La mauvaise gestion des clubs et les malversations peuvent être combattues par des contrôles comptables et financiers renforcés, réalisés par des experts-comptables et des audits externes, et non internes (comme aujourd’hui la DNCG en France) au football. Le ‘Fair Play Financier’ de l’UEFA est un premier pas dans cette direction.

Les transferts interdits de joueurs mineurs de 18 ans doivent être endigués par une application plus stricte des règles (sans tolérance de diverses exceptions), par une réforme de la profession d’agent de joueurs et éventuellement par l’instauration d’une taxation internationale (taxe dite «Coubertobin») frappant les transactions financières par lesquelles s’opèrent les transferts de joueurs mineurs. La lutte contre le dopage existe (Agence Mondiale contre le Dopage, agences locales), mais son efficacité reste limitée tant qu’elle est basée sur une liste de produits dopants et de protocoles de dopage interdits, accompagnée d’un suivi médical des athlètes, même renforcé et longitudinal. Une solution proposée par les économistes est de découpler l’aspect soutien médical (probablement légitime face à l’effort fourni) et l’aspect ‘tricher pour gagner’ qui est une irrésistible incitation à se doper; puis de créer un nouveau système d’incitations dans lequel les gains financiers d’un athlète seraient plus grands s’il ne se dope pas quand les autres se dopent. La théorie des jeux permet de concevoir un tel système.

Différentes méthodes mises en œuvre pour lutter contre les matchs truqués liés aux paris sportifs frauduleux: prohibition des paris sportifs dans certains pays, monopole de l’Etat sur ces paris, sanction des corrupteurs et des corrompus, versement d’un droit sur les paris sportifs, élévation du prix de ces paris, taxation internationale dissuasive (taxe «Sportbettobin» sur le modèle de la taxe Tobin) dès lors que les gains des parieurs dépassent un montant trop élevé pour ne pas être le produit d’un trucage.
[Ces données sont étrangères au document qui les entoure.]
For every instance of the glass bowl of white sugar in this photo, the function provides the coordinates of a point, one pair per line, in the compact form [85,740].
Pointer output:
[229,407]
L’ampleur du problème avec les paris en ligne instantanés est tel que les organisations internationales s’en préoccupent et que les instances dirigeantes du football devraient accroître leur vigilance et les sanctions, y compris dans leurs rangs. Si le football ne veut pas se mettre définitivement en situation de hors-jeu économique et social, il est urgent d’intervenir sur les dysfonctionnements qu’a provoqués son inondation mondiale par l’argent.